I’m not an art therapist, but I’ve got to assume that when I made all those drawings half a century ago – of bright yellow suns, happy blue birds finding wiggly worms, and girls in bright pink blouses and red socks raking fall leaves – I was tapping into something deep inside of me.

So maybe happiness is tucked inside each and every one of us, put there by God, or Yaweh, or Jesus, or Buddha. Or some other mysterious force.

And maybe that happiness is like the joyful yellow suns I drew on so many pictures back then. I imagine all those suns beaming down on me now, as I work with all that colorful art, creating new, healing narratives.

“What kind of a life did I have?” I once asked a compassionate psychiatrist I was seeing at the time. “Did I have a good life or a hard life?”

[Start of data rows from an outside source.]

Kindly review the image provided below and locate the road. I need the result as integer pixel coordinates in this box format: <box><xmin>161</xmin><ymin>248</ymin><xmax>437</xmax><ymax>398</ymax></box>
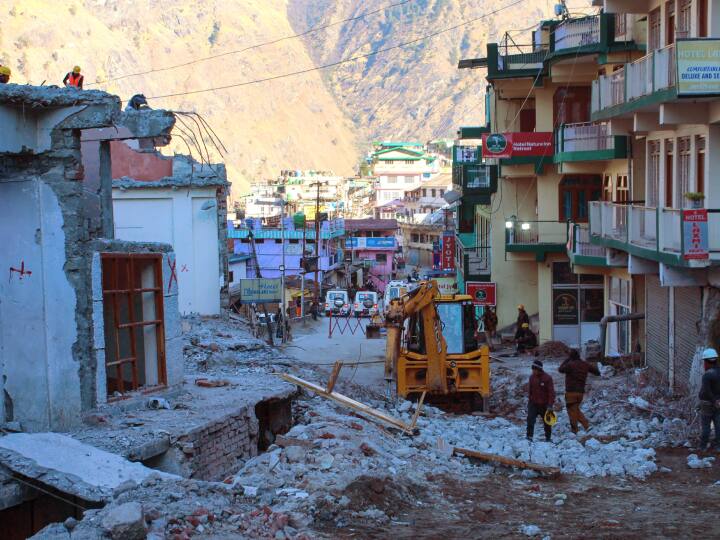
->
<box><xmin>286</xmin><ymin>317</ymin><xmax>385</xmax><ymax>390</ymax></box>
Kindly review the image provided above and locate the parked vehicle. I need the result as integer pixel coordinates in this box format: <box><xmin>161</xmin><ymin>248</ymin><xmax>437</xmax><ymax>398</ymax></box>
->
<box><xmin>383</xmin><ymin>281</ymin><xmax>410</xmax><ymax>313</ymax></box>
<box><xmin>325</xmin><ymin>289</ymin><xmax>350</xmax><ymax>317</ymax></box>
<box><xmin>353</xmin><ymin>291</ymin><xmax>378</xmax><ymax>318</ymax></box>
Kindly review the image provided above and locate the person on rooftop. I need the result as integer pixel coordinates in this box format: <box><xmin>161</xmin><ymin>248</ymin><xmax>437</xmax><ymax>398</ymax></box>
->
<box><xmin>63</xmin><ymin>66</ymin><xmax>85</xmax><ymax>90</ymax></box>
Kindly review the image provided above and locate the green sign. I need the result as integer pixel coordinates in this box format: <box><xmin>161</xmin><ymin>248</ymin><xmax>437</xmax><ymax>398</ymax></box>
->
<box><xmin>240</xmin><ymin>278</ymin><xmax>282</xmax><ymax>304</ymax></box>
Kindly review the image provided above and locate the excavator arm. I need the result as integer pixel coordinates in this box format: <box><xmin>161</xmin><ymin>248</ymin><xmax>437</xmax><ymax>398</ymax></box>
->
<box><xmin>385</xmin><ymin>281</ymin><xmax>447</xmax><ymax>394</ymax></box>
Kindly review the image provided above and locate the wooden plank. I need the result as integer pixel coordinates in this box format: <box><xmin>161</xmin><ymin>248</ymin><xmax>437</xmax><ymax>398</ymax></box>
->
<box><xmin>279</xmin><ymin>373</ymin><xmax>412</xmax><ymax>432</ymax></box>
<box><xmin>410</xmin><ymin>390</ymin><xmax>427</xmax><ymax>430</ymax></box>
<box><xmin>453</xmin><ymin>447</ymin><xmax>560</xmax><ymax>476</ymax></box>
<box><xmin>325</xmin><ymin>360</ymin><xmax>342</xmax><ymax>394</ymax></box>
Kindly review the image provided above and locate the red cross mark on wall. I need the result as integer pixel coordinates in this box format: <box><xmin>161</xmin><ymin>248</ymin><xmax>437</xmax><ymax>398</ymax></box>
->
<box><xmin>8</xmin><ymin>261</ymin><xmax>32</xmax><ymax>281</ymax></box>
<box><xmin>168</xmin><ymin>257</ymin><xmax>177</xmax><ymax>294</ymax></box>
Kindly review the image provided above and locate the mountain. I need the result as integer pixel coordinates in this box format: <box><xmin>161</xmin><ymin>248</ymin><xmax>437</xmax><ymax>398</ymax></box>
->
<box><xmin>0</xmin><ymin>0</ymin><xmax>564</xmax><ymax>197</ymax></box>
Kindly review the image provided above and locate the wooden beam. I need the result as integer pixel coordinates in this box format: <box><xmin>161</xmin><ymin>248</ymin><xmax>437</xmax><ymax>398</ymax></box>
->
<box><xmin>325</xmin><ymin>360</ymin><xmax>342</xmax><ymax>394</ymax></box>
<box><xmin>278</xmin><ymin>373</ymin><xmax>412</xmax><ymax>432</ymax></box>
<box><xmin>453</xmin><ymin>447</ymin><xmax>560</xmax><ymax>476</ymax></box>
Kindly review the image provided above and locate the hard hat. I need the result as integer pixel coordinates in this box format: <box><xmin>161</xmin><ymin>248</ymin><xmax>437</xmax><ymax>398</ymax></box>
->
<box><xmin>543</xmin><ymin>409</ymin><xmax>557</xmax><ymax>426</ymax></box>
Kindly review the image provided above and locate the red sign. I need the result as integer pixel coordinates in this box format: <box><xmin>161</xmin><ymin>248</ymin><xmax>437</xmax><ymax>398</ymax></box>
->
<box><xmin>465</xmin><ymin>281</ymin><xmax>497</xmax><ymax>306</ymax></box>
<box><xmin>482</xmin><ymin>132</ymin><xmax>555</xmax><ymax>159</ymax></box>
<box><xmin>683</xmin><ymin>208</ymin><xmax>710</xmax><ymax>260</ymax></box>
<box><xmin>440</xmin><ymin>232</ymin><xmax>455</xmax><ymax>270</ymax></box>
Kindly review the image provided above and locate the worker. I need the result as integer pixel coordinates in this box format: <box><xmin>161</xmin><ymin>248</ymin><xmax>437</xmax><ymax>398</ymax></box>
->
<box><xmin>483</xmin><ymin>306</ymin><xmax>497</xmax><ymax>348</ymax></box>
<box><xmin>698</xmin><ymin>348</ymin><xmax>720</xmax><ymax>450</ymax></box>
<box><xmin>527</xmin><ymin>360</ymin><xmax>555</xmax><ymax>442</ymax></box>
<box><xmin>515</xmin><ymin>323</ymin><xmax>537</xmax><ymax>353</ymax></box>
<box><xmin>63</xmin><ymin>66</ymin><xmax>85</xmax><ymax>90</ymax></box>
<box><xmin>515</xmin><ymin>304</ymin><xmax>530</xmax><ymax>339</ymax></box>
<box><xmin>558</xmin><ymin>349</ymin><xmax>600</xmax><ymax>433</ymax></box>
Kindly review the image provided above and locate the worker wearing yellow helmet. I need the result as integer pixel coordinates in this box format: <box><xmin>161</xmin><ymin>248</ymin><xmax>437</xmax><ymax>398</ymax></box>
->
<box><xmin>63</xmin><ymin>66</ymin><xmax>85</xmax><ymax>90</ymax></box>
<box><xmin>0</xmin><ymin>66</ymin><xmax>12</xmax><ymax>84</ymax></box>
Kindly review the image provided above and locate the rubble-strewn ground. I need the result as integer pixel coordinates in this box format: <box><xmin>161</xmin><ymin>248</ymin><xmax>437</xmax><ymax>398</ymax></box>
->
<box><xmin>33</xmin><ymin>319</ymin><xmax>720</xmax><ymax>539</ymax></box>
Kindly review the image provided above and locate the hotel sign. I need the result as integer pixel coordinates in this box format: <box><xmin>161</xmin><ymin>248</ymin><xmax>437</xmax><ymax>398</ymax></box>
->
<box><xmin>482</xmin><ymin>132</ymin><xmax>554</xmax><ymax>159</ymax></box>
<box><xmin>676</xmin><ymin>39</ymin><xmax>720</xmax><ymax>96</ymax></box>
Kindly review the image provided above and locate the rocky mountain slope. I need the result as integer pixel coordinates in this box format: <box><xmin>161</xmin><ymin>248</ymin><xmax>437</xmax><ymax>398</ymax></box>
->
<box><xmin>0</xmin><ymin>0</ymin><xmax>572</xmax><ymax>196</ymax></box>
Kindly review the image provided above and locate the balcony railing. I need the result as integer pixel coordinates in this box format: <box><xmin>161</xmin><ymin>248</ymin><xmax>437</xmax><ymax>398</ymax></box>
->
<box><xmin>591</xmin><ymin>44</ymin><xmax>677</xmax><ymax>113</ymax></box>
<box><xmin>590</xmin><ymin>201</ymin><xmax>720</xmax><ymax>261</ymax></box>
<box><xmin>555</xmin><ymin>15</ymin><xmax>600</xmax><ymax>51</ymax></box>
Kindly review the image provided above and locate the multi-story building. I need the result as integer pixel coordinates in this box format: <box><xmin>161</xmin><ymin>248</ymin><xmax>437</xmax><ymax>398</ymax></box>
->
<box><xmin>461</xmin><ymin>0</ymin><xmax>720</xmax><ymax>389</ymax></box>
<box><xmin>455</xmin><ymin>5</ymin><xmax>644</xmax><ymax>346</ymax></box>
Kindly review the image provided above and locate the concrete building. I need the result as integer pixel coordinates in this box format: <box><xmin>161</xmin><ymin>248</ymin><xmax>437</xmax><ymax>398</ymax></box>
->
<box><xmin>0</xmin><ymin>84</ymin><xmax>183</xmax><ymax>431</ymax></box>
<box><xmin>345</xmin><ymin>219</ymin><xmax>398</xmax><ymax>292</ymax></box>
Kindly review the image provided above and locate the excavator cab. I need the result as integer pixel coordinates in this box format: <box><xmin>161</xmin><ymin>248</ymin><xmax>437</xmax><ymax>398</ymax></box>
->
<box><xmin>386</xmin><ymin>282</ymin><xmax>490</xmax><ymax>410</ymax></box>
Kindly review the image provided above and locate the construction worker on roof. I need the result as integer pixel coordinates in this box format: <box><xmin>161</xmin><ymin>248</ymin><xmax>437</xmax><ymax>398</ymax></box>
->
<box><xmin>0</xmin><ymin>66</ymin><xmax>12</xmax><ymax>84</ymax></box>
<box><xmin>63</xmin><ymin>66</ymin><xmax>85</xmax><ymax>90</ymax></box>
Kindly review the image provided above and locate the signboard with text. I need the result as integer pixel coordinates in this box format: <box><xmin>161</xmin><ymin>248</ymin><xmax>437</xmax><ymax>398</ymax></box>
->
<box><xmin>240</xmin><ymin>278</ymin><xmax>282</xmax><ymax>304</ymax></box>
<box><xmin>676</xmin><ymin>39</ymin><xmax>720</xmax><ymax>96</ymax></box>
<box><xmin>683</xmin><ymin>209</ymin><xmax>710</xmax><ymax>260</ymax></box>
<box><xmin>465</xmin><ymin>281</ymin><xmax>497</xmax><ymax>306</ymax></box>
<box><xmin>482</xmin><ymin>132</ymin><xmax>554</xmax><ymax>159</ymax></box>
<box><xmin>440</xmin><ymin>232</ymin><xmax>455</xmax><ymax>270</ymax></box>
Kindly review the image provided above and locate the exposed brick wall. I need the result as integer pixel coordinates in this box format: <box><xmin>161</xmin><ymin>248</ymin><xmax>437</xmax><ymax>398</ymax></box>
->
<box><xmin>674</xmin><ymin>287</ymin><xmax>702</xmax><ymax>391</ymax></box>
<box><xmin>176</xmin><ymin>407</ymin><xmax>259</xmax><ymax>481</ymax></box>
<box><xmin>645</xmin><ymin>275</ymin><xmax>670</xmax><ymax>377</ymax></box>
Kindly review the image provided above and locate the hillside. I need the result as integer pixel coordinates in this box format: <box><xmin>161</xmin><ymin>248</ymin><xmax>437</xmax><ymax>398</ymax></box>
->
<box><xmin>0</xmin><ymin>0</ymin><xmax>572</xmax><ymax>196</ymax></box>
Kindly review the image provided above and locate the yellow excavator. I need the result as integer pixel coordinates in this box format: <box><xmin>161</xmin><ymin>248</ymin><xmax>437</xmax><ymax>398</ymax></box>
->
<box><xmin>385</xmin><ymin>280</ymin><xmax>490</xmax><ymax>411</ymax></box>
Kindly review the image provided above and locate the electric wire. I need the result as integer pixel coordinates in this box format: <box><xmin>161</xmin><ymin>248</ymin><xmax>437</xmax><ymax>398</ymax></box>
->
<box><xmin>141</xmin><ymin>0</ymin><xmax>527</xmax><ymax>99</ymax></box>
<box><xmin>85</xmin><ymin>0</ymin><xmax>413</xmax><ymax>86</ymax></box>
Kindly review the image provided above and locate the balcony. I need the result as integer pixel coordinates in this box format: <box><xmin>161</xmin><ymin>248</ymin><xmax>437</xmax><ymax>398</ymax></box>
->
<box><xmin>590</xmin><ymin>201</ymin><xmax>720</xmax><ymax>266</ymax></box>
<box><xmin>591</xmin><ymin>44</ymin><xmax>678</xmax><ymax>121</ymax></box>
<box><xmin>554</xmin><ymin>123</ymin><xmax>627</xmax><ymax>163</ymax></box>
<box><xmin>567</xmin><ymin>223</ymin><xmax>607</xmax><ymax>266</ymax></box>
<box><xmin>505</xmin><ymin>220</ymin><xmax>568</xmax><ymax>262</ymax></box>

This doctor and I had covered so much during our sessions – the mental illness in my family, my troubled childhood, my panic attacks, and the loving marriage and family I’d somehow managed to finally create for myself.

“You had a life,” said the therapist whose own days on earth would soon come to a tragic end.

And now I have one with beautiful illustrations.

Different than the life I once thought I had.

And I’m basking in the bright yellow sunshine of my childhood.